Reclaiming Floor Space & Material
Through the 5s Kaizen in the Cut Off Room, Baron Machine was able to reclaim 850 sq feet of floor space which is nearly double their goal. They also removed and reclaimed forty-four tons of obsolete and unusable material and have instituted a reclaiming procedure to sell scrap and obsolete metal to a recycling center. They have set locations for customer materials and scrap, and established an inventory protocol which will help them track valuation, location, and inventory levels.  The new layout in the area and the removal of the excess material resulted in reduced travel distance for those in receiving from 1,394 linear feet to 168 linear feet.

The team came away from their Kaizen activities with a 30-day to-do list which identified specific  actions that need to be taken, for what purpose, by whom, and by what date. They also developed a sustainment plan which incorporates a display board where the standards are posted as a visual reminder. They are utilizing instructions, labels, signage, and guidelines to follow and have developed and implemented daily and weekly 5s cleaning and audits by team members and staff.

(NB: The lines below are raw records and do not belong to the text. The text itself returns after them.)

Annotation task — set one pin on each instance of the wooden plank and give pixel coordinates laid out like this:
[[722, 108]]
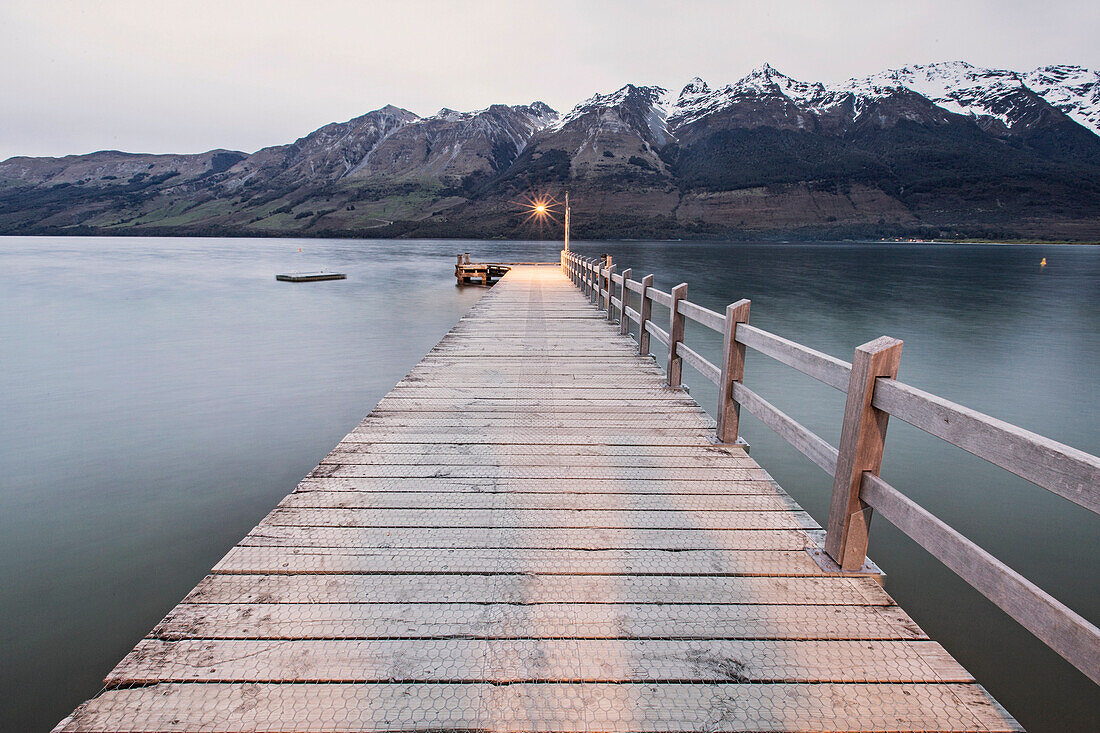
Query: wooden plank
[[568, 518], [701, 364], [535, 621], [674, 363], [807, 442], [667, 455], [1058, 468], [659, 296], [537, 589], [529, 660], [547, 472], [759, 484], [733, 371], [294, 560], [267, 535], [645, 312], [564, 708], [1055, 624], [862, 438], [820, 365], [661, 335], [703, 316], [485, 500]]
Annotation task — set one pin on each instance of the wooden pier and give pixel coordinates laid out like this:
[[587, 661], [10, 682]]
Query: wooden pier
[[535, 531]]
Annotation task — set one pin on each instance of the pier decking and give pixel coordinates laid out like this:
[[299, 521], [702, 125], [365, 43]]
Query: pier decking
[[534, 532]]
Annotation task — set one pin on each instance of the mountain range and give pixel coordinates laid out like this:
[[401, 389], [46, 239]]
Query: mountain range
[[943, 150]]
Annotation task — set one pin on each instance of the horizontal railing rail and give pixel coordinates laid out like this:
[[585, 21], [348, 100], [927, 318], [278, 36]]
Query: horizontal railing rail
[[873, 395]]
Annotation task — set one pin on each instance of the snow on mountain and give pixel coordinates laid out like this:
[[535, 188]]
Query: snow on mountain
[[696, 100], [1073, 89]]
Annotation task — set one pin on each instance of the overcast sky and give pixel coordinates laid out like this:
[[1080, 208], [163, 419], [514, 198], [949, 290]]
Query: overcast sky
[[166, 76]]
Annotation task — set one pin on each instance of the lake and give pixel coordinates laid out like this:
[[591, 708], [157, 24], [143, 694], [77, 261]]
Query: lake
[[161, 395]]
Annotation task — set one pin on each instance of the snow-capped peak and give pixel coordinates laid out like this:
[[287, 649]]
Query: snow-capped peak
[[956, 86], [1073, 89], [648, 95]]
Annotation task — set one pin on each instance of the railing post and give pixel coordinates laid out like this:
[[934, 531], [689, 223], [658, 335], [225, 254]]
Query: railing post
[[611, 306], [624, 321], [645, 309], [675, 335], [862, 438], [733, 370]]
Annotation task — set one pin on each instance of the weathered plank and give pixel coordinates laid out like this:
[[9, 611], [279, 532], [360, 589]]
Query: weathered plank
[[518, 588], [535, 621], [565, 708], [535, 660], [328, 560], [548, 538]]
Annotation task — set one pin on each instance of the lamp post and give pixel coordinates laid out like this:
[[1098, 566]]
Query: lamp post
[[567, 221]]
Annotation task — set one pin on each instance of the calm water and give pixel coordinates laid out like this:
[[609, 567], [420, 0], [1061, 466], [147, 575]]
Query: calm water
[[158, 396]]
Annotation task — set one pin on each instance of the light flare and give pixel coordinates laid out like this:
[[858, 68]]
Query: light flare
[[540, 208]]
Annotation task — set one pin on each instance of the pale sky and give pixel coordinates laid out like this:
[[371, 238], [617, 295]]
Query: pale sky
[[188, 76]]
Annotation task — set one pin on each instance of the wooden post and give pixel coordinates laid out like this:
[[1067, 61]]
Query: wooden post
[[645, 308], [611, 283], [733, 370], [675, 335], [607, 282], [624, 321], [862, 438]]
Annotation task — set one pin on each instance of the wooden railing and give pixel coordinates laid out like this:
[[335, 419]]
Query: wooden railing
[[873, 395]]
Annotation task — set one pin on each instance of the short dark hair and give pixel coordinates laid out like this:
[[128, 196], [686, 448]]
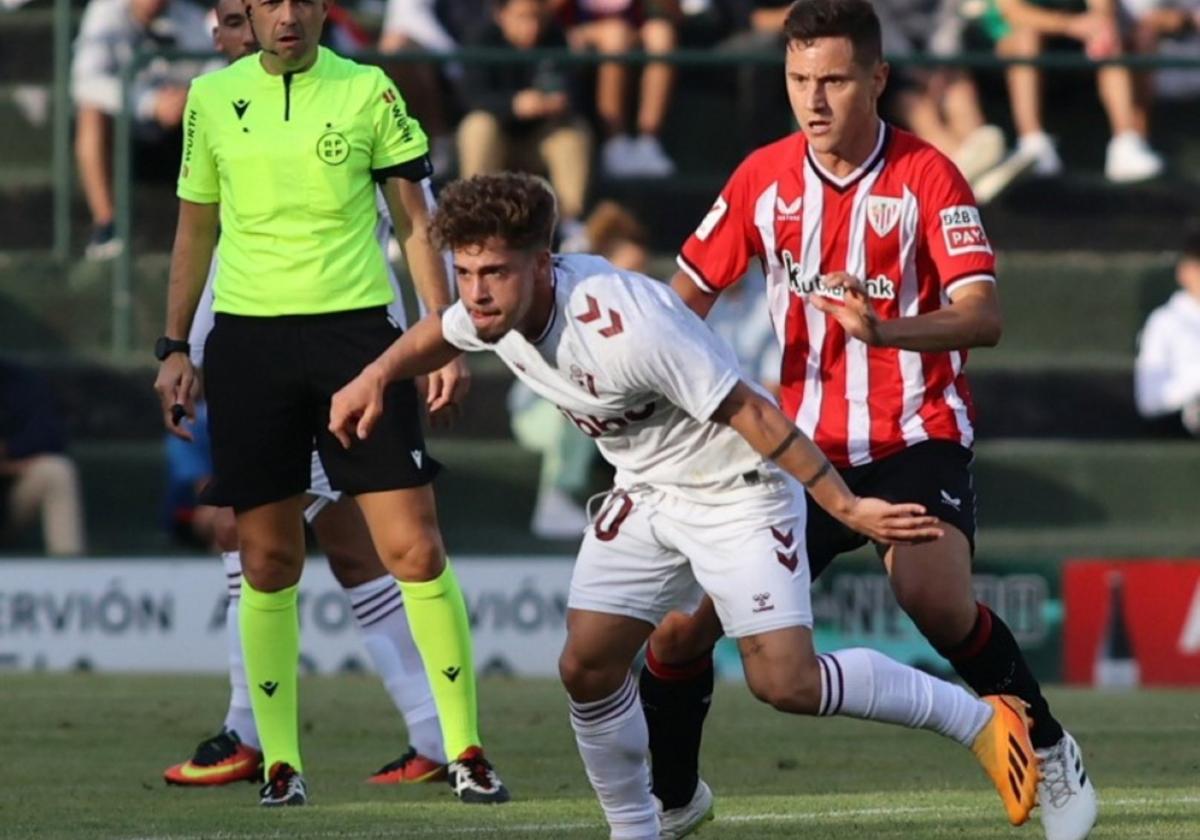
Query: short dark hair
[[855, 19], [516, 208], [1192, 241]]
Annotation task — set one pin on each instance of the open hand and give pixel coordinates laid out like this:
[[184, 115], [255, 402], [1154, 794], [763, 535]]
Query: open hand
[[893, 523], [855, 312], [354, 411]]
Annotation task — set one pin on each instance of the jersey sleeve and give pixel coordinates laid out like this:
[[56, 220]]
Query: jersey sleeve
[[720, 249], [457, 329], [399, 138], [684, 361], [954, 234], [198, 179]]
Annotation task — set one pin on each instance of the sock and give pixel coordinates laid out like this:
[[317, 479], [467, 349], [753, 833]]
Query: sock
[[990, 661], [240, 717], [676, 700], [270, 642], [379, 610], [437, 615], [613, 743], [863, 683]]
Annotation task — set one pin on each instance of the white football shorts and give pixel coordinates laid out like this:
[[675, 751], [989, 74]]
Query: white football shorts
[[648, 552]]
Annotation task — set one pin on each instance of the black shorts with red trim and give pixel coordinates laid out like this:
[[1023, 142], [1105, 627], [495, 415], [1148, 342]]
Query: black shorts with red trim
[[933, 473], [268, 383]]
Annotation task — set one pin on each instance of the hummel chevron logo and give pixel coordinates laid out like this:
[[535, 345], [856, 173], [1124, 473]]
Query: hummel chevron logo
[[949, 501], [785, 538], [615, 327]]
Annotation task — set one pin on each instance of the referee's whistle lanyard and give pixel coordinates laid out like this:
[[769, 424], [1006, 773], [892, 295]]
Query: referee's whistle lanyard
[[287, 96]]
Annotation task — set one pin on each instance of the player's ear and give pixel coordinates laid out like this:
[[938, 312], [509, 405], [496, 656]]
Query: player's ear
[[882, 70]]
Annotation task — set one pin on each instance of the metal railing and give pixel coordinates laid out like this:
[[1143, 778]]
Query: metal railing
[[123, 184]]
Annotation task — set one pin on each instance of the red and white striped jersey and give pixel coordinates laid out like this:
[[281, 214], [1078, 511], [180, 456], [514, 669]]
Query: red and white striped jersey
[[906, 225]]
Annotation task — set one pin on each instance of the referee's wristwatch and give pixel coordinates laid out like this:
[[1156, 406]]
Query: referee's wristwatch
[[165, 347]]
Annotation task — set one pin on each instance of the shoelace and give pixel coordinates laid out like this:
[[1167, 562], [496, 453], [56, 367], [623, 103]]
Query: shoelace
[[480, 773], [400, 762], [1055, 775], [215, 750]]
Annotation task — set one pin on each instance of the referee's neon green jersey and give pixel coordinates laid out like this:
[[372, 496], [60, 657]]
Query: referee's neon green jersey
[[292, 161]]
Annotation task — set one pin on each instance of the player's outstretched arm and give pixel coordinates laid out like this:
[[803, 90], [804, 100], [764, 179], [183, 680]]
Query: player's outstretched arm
[[972, 319], [355, 408], [196, 237], [412, 205], [773, 436]]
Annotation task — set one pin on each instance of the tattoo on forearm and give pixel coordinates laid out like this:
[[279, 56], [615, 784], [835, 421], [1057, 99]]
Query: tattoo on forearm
[[820, 474], [783, 448]]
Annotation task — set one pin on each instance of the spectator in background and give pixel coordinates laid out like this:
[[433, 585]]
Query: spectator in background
[[111, 35], [36, 477], [940, 105], [568, 455], [414, 25], [619, 27], [521, 114], [1020, 29], [1167, 376]]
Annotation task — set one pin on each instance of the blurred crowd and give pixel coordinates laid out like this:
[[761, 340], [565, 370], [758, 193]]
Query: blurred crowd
[[562, 119]]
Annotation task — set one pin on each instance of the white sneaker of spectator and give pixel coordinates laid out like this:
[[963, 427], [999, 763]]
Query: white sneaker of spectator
[[557, 516], [979, 151], [652, 161], [618, 156], [1035, 154], [1131, 159]]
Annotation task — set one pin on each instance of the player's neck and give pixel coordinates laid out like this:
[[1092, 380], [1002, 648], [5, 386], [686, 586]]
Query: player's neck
[[858, 149], [541, 309]]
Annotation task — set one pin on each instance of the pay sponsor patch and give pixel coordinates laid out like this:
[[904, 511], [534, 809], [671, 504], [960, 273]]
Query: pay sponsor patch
[[963, 231]]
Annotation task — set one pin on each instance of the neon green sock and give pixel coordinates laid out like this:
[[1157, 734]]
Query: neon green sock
[[437, 615], [270, 645]]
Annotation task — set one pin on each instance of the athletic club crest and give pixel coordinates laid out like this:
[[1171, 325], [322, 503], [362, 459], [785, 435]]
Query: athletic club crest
[[882, 214]]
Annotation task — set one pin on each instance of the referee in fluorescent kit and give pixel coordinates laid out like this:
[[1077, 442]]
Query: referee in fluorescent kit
[[282, 150]]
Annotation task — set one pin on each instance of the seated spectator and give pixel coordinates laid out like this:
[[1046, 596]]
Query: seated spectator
[[415, 25], [37, 480], [940, 105], [1167, 376], [621, 27], [1169, 28], [111, 34], [520, 114], [567, 453], [1020, 29]]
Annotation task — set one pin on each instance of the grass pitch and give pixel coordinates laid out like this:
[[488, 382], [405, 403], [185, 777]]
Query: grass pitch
[[81, 756]]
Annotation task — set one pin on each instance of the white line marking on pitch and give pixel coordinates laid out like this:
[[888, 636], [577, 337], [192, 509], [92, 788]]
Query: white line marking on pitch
[[541, 828]]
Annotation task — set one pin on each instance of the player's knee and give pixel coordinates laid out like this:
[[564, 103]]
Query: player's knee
[[793, 690], [677, 640], [270, 568], [420, 558], [587, 679]]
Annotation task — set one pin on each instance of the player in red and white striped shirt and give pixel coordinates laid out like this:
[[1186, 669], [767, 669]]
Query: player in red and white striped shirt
[[880, 280]]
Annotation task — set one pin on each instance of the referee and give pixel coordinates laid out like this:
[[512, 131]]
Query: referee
[[282, 150]]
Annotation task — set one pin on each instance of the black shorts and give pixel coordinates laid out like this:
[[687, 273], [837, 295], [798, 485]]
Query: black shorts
[[934, 473], [268, 383]]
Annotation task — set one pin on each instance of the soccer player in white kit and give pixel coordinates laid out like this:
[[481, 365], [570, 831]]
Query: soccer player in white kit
[[705, 495]]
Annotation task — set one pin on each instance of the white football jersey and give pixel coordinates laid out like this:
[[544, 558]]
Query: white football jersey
[[631, 366], [202, 322]]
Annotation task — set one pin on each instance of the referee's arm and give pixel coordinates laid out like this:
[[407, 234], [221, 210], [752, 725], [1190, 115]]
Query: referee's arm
[[196, 238], [412, 204]]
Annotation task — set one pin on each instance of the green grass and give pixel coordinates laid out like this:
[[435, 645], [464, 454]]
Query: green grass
[[82, 757]]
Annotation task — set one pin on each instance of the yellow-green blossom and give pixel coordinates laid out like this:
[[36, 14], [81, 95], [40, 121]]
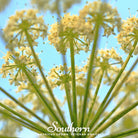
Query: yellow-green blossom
[[129, 34], [71, 28], [25, 20], [102, 12]]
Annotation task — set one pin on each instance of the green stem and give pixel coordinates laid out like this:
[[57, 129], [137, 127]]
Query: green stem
[[23, 123], [43, 76], [38, 127], [99, 111], [94, 99], [80, 109], [110, 113], [25, 108], [123, 134], [97, 27], [67, 90], [117, 117], [116, 91], [41, 96], [73, 81]]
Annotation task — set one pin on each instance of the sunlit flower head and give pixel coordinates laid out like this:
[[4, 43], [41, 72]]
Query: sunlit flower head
[[15, 61], [22, 21], [52, 4], [102, 12], [129, 34], [71, 27]]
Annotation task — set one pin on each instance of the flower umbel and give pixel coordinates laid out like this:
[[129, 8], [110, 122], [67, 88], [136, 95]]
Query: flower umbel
[[129, 34], [73, 27], [19, 23], [107, 16]]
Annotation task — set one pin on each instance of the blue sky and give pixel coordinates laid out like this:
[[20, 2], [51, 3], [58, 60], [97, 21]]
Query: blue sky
[[49, 51]]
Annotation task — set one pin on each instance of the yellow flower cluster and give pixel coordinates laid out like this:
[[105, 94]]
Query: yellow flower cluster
[[131, 84], [25, 20], [129, 34], [52, 4], [70, 27], [102, 12], [14, 62]]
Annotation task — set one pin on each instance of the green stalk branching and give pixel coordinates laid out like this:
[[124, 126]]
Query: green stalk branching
[[20, 121], [116, 91], [100, 109], [97, 28], [110, 113], [116, 117], [73, 81], [24, 107], [94, 99], [42, 97], [44, 77], [38, 127]]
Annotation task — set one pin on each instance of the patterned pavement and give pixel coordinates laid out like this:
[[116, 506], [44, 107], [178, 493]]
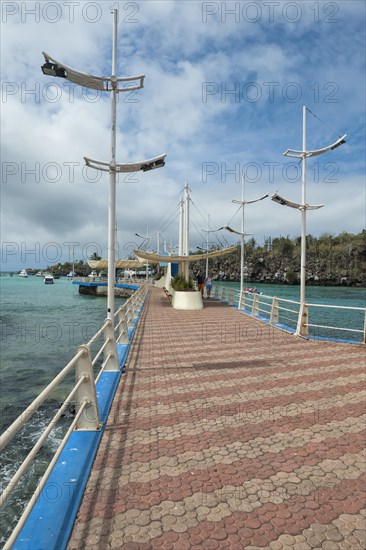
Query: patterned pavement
[[228, 433]]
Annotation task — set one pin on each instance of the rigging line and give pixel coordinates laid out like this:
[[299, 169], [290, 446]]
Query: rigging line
[[165, 218], [168, 221], [205, 220], [228, 223], [203, 208], [325, 124]]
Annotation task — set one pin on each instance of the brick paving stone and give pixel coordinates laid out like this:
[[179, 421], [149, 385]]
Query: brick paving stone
[[218, 441]]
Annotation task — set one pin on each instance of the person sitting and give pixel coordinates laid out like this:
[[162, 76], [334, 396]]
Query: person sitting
[[200, 282], [208, 286]]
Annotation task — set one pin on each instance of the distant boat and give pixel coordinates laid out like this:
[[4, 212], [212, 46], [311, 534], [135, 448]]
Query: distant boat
[[48, 279]]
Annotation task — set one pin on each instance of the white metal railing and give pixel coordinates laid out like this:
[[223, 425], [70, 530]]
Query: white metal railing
[[83, 394], [288, 315]]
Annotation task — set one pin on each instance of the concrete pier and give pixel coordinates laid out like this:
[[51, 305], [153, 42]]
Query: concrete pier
[[228, 433]]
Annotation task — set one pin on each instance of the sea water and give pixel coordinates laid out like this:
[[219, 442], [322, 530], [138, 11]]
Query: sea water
[[41, 328]]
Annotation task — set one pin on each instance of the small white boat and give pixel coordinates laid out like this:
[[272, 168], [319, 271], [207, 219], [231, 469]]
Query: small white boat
[[48, 279]]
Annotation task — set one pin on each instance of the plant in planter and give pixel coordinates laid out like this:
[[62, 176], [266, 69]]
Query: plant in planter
[[180, 283]]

The audit results are also displayed on the board.

"The 5s events have been extremely productive," said Rich Combs. "I can’t wait to do the next one! Everyone has had nothing but good things to say about this. We have done a few (Kaizens) on our own already and plan to do three or four more this year!"

"Approximately half of our 50 employees have participated in some Lean training so far," added Combs. "Many of these were at public Lean events like the TimeWise LE102 Basic Lean for Job Shops, which are put on all over the state by the NH MEP and give a good overview of basic Lean terms and concepts to help put everyone on the same page. This is so important if you want to be successful."